Deux héros puritains
Claude Sautet était fasciné par les personnages puritains. Certains d’entre eux sont asexuels, tels Max (Michel Piccoli) dans Max et les ferrailleurs (1971) ou Stéphane (Daniel Auteuil) dans Un cœur en hiver (1992). Dans le premier, Max est un policier extrêmement pervers. Un des personnages les plus sombres et les plus complexes du cinéma mondial. Ce commissaire, inspiré par un véritable flic communiste dogmatique, souvenir traumatique du militantisme du jeune Sautet au PCF, est une sorte de Javert. Il élabore un plan machiavélique pour faire tomber une bande de petits truands qui n’ont rien demandé. Se lie avec Lily (Romy Schneider), compagne d’un de ces malfrats et prostituée, la paye tout en refusant tout acte sexuel, jouant aux cartes avec elle. Mais la photographie lorsqu’elle prend son bain, cherchant à capter son image.
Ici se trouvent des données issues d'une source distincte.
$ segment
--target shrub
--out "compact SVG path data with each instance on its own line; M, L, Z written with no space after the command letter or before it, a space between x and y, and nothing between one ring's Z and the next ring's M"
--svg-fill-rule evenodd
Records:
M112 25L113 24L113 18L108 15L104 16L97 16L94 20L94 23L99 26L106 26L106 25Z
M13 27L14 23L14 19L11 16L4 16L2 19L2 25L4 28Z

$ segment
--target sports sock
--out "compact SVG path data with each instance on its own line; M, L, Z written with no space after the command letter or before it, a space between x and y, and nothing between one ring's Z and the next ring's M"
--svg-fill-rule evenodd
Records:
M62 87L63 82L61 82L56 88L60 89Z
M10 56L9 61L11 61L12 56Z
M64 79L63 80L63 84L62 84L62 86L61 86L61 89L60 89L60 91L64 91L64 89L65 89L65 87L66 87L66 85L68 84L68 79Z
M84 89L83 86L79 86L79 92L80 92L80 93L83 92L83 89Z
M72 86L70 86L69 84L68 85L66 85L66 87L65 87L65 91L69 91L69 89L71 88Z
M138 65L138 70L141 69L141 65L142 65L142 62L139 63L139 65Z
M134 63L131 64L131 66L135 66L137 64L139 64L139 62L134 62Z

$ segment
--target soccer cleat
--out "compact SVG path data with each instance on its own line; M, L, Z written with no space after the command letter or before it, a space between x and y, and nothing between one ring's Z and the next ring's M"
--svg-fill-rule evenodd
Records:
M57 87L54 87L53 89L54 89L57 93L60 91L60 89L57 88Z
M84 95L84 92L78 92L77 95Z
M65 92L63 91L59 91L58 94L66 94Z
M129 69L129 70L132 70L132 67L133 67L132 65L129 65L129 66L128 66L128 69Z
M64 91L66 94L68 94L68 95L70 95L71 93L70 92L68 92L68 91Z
Dans l’avant-dernier film de Claude Sautet, Un cœur en hiver, Stéphane est un luthier uniquement intéressé par la musique, « le rêve », comme il dit. Par jeu, il séduit Camille, la compagne violoniste de Maxime, son ami et partenaire de travail. Comme un faux Don Juan sinistre et puritain, une fois que son intrigue a abouti, il dit à Camille qu’il ne l’aime pas, qu’il n’a pas accès aux sentiments.
Ces personnages puritains sont fascinants dans leur perversité. Ils sont très loin des personnages habituels de Claude Sautet, des Montand bondissant. Ils sont les diamants noirs de l’œuvre du cinéaste.